I was the one who never asked for help who had asked for hers and not gotten it. I remember that I ended the e-mail saying she’d always been competitive and: “Congratulations; you won.” You won because you have a life and I’m a shell of my former self, stuck writing about some fucking movie star that I can’t stand the sight of for the sake of selling a book I can’t fucking get published. I looked like shit and I felt like shit and I was so angry at myself because I’d never gotten so down that I couldn’t pull myself together. But that’s where I was… I think that was September.
When I went to see her in Nashville, two days after my first track workout, we hadn’t talked in ages. We didn’t even say much to arrange the meet-up because we were still mad at each other, but being mad at each other didn’t seem an acceptable reason to either of us for me not to drive over to see her for the day when she was so close. So I did.
She was visibly ill when I got there, the blood clots that would kill her already in both lungs, though neither of us knew that. We knew only that she didn’t feel well, and no, she didn’t want to go to the hospital, she said, before I had the chance to ask.
When I was younger, I had problems with hypoglycemia, and my remedy even now when anything is physically wrong, with me or anyone else, is to find food. We walked a block away from her hotel to a restaurant for lunch, the first one we came across because she was having difficulty breathing. I didn’t know what to do, so after we ordered, I dug a granola bar out of my purse and gave it to her. She ate it, and her lunch too, but none of it made her feel better.
She told me a little about what she’d been up to (the trip with his family, thinking about moving in with him, working on her dual PhDs), and congratulated me on being published (six weeks earlier), and then we went back to her hotel room so she could lie down.
While lying there, she told me she’d had a really bad feeling about coming on that trip. That she’d gone to her boyfriend’s house before she left and cried, telling him she didn’t want to go.
And as I stood there, listening to her, I knew. I knew. And she knew, too.
But I still didn’t know what to do, so I left her to sleep the afternoon away and I drove back home, telling her as I left that I’d call in a few days and we’d get caught up when she felt better.
We both knew it was a lie.
Three days later, I woke up with the phrase “my best friend died that summer” going through my head, which I initially thought was the prompt for a new story (I was prone to dreaming up all sorts of narrative threads in those days). But mid-morning I got the call. The only thing more horrifying than hearing she was gone was the internal recognition that I was in no way surprised that she was gone.
I met her boyfriend at the funeral. He wrote me a week later to apologize for coming between us and to thank me for being such a good friend to her, even though it wasn’t him that came between us, it was our egos, and having said that, my aptitude at friendship maybe wasn’t the best. I always say she was my best friend because she was - she was the best friend I’ve ever had. But it wasn't the same as it once was. And it was never going to be the same again.

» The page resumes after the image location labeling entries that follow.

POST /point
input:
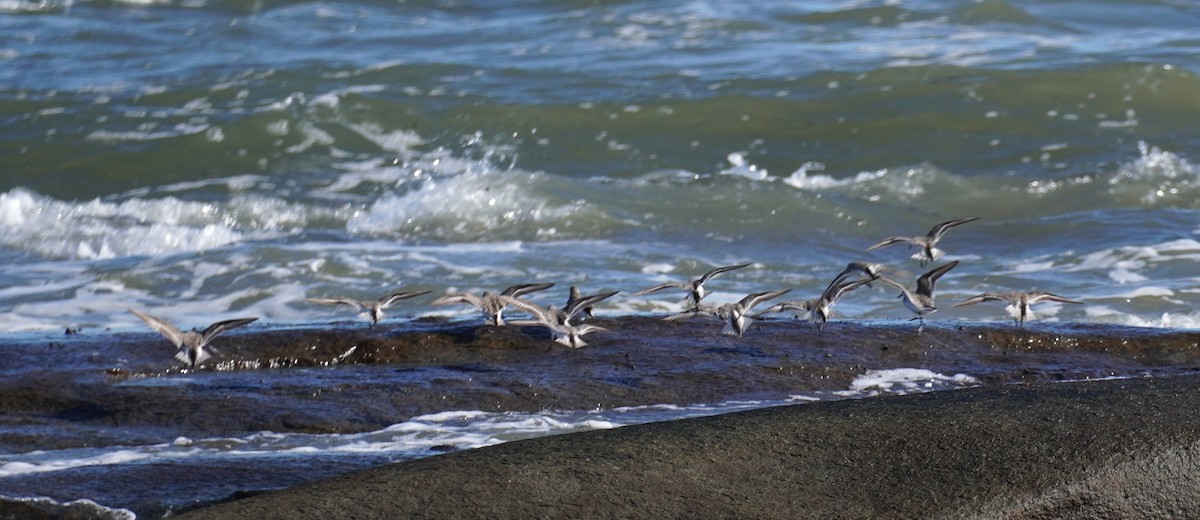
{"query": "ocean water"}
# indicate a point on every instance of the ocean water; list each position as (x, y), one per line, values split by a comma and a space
(207, 159)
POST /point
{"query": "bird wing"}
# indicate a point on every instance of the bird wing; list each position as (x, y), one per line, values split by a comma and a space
(385, 302)
(750, 300)
(892, 240)
(335, 302)
(1042, 296)
(663, 287)
(588, 328)
(981, 298)
(719, 270)
(925, 282)
(459, 298)
(581, 303)
(690, 314)
(539, 312)
(834, 292)
(940, 229)
(167, 329)
(803, 306)
(220, 327)
(526, 288)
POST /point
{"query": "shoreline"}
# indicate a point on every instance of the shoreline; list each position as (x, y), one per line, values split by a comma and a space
(1120, 448)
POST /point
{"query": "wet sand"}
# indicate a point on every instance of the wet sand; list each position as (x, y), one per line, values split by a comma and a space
(97, 388)
(1121, 448)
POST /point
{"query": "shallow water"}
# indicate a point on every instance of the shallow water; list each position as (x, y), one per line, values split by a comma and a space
(207, 160)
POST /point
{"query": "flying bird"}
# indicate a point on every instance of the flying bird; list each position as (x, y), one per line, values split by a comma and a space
(922, 302)
(736, 315)
(190, 344)
(817, 310)
(557, 322)
(1018, 303)
(695, 287)
(370, 310)
(492, 305)
(929, 252)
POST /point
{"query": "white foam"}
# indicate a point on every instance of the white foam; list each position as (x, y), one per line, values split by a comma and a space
(903, 381)
(471, 205)
(78, 508)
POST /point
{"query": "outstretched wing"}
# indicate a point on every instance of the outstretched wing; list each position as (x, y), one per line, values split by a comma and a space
(460, 298)
(799, 306)
(719, 270)
(539, 312)
(837, 291)
(663, 287)
(335, 302)
(579, 303)
(220, 327)
(690, 314)
(750, 300)
(940, 229)
(161, 326)
(925, 282)
(385, 302)
(526, 288)
(892, 240)
(1042, 296)
(981, 298)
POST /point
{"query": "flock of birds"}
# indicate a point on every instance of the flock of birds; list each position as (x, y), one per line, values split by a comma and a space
(567, 323)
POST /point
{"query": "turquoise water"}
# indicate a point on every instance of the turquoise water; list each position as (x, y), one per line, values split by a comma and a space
(207, 160)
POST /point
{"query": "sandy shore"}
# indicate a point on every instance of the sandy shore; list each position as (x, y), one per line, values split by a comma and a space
(1123, 448)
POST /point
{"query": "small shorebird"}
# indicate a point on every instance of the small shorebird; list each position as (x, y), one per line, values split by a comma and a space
(577, 303)
(928, 251)
(492, 305)
(922, 302)
(190, 344)
(557, 321)
(1018, 303)
(736, 315)
(695, 287)
(817, 310)
(369, 310)
(869, 270)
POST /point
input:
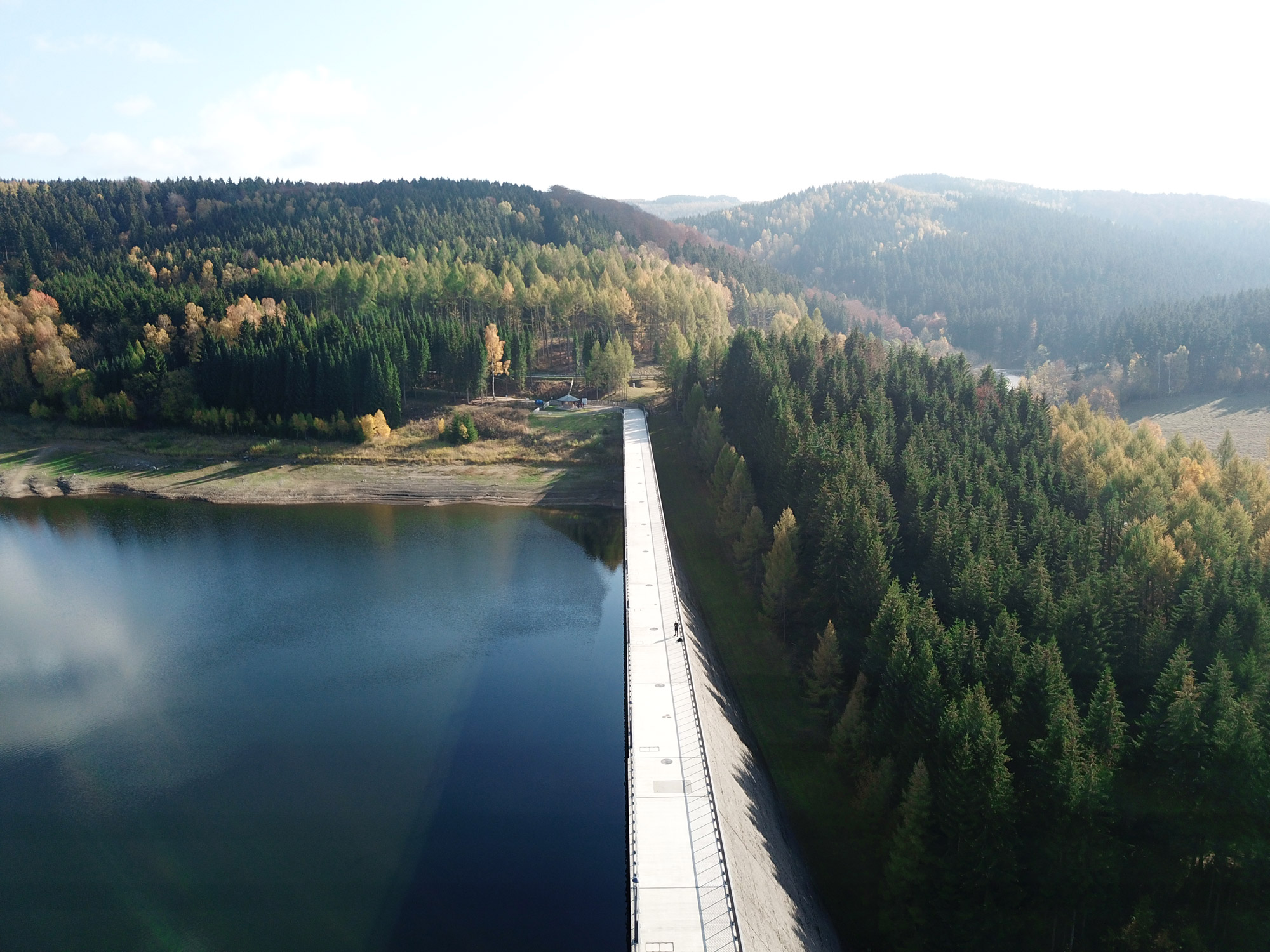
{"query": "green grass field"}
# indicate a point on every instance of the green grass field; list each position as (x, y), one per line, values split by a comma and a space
(770, 694)
(1208, 418)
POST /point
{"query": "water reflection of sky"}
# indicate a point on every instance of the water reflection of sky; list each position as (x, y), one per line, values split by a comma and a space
(297, 678)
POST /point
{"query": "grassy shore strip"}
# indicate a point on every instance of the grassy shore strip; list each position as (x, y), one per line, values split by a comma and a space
(791, 742)
(559, 460)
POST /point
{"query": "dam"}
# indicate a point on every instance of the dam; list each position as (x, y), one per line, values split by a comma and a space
(713, 864)
(680, 894)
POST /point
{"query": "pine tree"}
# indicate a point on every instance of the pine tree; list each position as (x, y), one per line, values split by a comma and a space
(725, 468)
(825, 678)
(693, 409)
(749, 549)
(1104, 724)
(849, 743)
(736, 505)
(780, 568)
(975, 808)
(905, 916)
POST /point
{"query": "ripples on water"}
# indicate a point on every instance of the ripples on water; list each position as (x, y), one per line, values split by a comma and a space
(313, 728)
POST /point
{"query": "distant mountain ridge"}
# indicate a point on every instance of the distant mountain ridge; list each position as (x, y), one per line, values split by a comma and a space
(1137, 209)
(1010, 267)
(675, 208)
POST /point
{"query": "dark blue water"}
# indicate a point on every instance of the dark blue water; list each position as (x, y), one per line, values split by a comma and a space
(321, 728)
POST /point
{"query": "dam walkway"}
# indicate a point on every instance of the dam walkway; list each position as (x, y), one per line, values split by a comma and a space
(681, 899)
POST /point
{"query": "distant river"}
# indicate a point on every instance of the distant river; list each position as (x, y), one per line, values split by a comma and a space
(312, 728)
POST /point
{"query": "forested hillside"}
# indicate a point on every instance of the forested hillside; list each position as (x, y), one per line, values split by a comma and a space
(1006, 272)
(1236, 227)
(1037, 642)
(252, 303)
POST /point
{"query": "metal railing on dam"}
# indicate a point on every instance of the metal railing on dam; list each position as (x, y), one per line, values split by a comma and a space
(681, 898)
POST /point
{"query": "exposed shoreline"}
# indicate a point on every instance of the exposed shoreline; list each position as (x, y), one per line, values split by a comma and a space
(51, 473)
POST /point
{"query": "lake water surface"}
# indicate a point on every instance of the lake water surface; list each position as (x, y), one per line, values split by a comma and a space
(312, 728)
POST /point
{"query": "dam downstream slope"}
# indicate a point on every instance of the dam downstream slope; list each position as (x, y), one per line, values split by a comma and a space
(712, 864)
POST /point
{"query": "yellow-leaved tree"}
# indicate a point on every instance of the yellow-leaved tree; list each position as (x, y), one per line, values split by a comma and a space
(495, 348)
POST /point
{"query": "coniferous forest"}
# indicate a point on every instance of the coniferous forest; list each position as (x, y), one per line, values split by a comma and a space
(1107, 282)
(1037, 643)
(255, 304)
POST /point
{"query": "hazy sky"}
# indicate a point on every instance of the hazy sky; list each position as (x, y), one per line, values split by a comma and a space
(642, 100)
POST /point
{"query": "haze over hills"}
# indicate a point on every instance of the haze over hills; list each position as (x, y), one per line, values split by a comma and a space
(1006, 272)
(674, 208)
(1238, 225)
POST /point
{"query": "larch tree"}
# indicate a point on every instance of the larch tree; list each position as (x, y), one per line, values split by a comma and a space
(825, 677)
(495, 347)
(780, 567)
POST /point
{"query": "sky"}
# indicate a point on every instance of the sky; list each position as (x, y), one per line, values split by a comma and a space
(639, 101)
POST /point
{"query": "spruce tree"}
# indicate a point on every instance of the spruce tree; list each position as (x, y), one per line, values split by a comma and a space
(907, 889)
(780, 569)
(736, 505)
(825, 677)
(749, 549)
(1104, 723)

And that’s the story about when Kara died.
- from the Breakaway book
That was brutally honest.
ReplyDeleteThus is the conundrum of the Breakaway book. All blunt reality, no self-effacing celebrity jokes to offset it. :-/
DeleteI am glad you went to the place you didn't want to go. Because I think it's important. Grief is the horrendous thing, and it's never really quite over. Be kind to yourself this week.